There’s no other explanation for the incredibly high failure rate among individual, everyday traders. 

And what’s more, it means that if you truly want to succeed… 

You’ve got to do something different than what everyone else is doing. 

Now if you’re ready to learn about one of the best kept secrets in retail trading… 

One that is helping countless traders around the world achieve consistent profitability and, in many cases, fire their bosses and trade full time… 

Then click right here to watch a free training video and discover the secrets to profitable trading most will never know!

Why Mutual Funds May Be Costing You As Much As 80% Of Your Profits

Every year, thousands of people invest in mutual funds as part of their retirement plan. 

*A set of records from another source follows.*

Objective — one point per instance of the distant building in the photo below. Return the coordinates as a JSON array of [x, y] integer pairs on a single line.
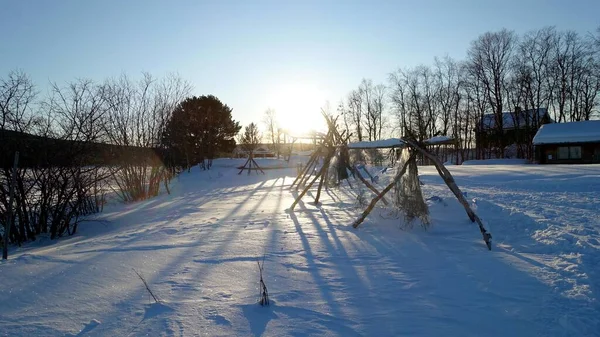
[[518, 127], [568, 143], [262, 151]]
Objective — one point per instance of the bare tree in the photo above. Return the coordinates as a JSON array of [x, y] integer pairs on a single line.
[[137, 114], [273, 130], [17, 94], [250, 138]]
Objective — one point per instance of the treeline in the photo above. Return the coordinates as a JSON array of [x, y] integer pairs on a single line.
[[86, 139], [503, 72]]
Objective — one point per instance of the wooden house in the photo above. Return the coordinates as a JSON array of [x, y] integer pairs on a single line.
[[568, 143]]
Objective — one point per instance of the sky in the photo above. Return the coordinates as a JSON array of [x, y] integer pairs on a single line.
[[289, 55]]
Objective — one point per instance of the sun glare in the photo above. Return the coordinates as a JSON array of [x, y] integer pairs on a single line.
[[298, 107]]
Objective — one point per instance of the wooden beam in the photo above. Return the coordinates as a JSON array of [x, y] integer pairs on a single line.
[[364, 181], [449, 180], [380, 195]]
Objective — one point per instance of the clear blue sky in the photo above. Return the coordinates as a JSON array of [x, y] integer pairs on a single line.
[[252, 54]]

But the truth is that mutual funds are perhaps the greatest con of the 20th century… 

And if you own them in your retirement account, you’re LOSING up to 80% of your profits. 

Discover the ugly truth about mutual funds… and a better way to build your retirement account

Consider this… 

$100,000 invested in the S&P over the last 30 years would have grown to roughly $1.945 million… 

A gain of just over $1.8 million, or about 20 times your initial investment. 

Not too bad, right? 

But guess how much $100,000 invested in a mutual fund over the same time period would be worth today? 

Brace yourself, because this is going to hurt… 

A paltry $506,150. 

That’s barely 5X your money… over 30 YEARS.

Where did all your profits go?

Click here to find out why mutual funds are the greatest con of the 20th century… and what you should be doing with your retirement savings instead!

Yours for massive trading success, 

Dustin Pass
CEO, Market Traders Daily.

Market Traders Daily
Director of Client Services
888-228-2376

Disclaimer: Futures, forex, stock, and options trading are not appropriate for all traders. There is a substantial risk of loss associated with trading these markets. Losses can and will occur. No system or methodology has ever been developed that can ensure returns or against losses. No representation or implication is being made that using any of these methodologies or systems will generate returns or ensure against losses.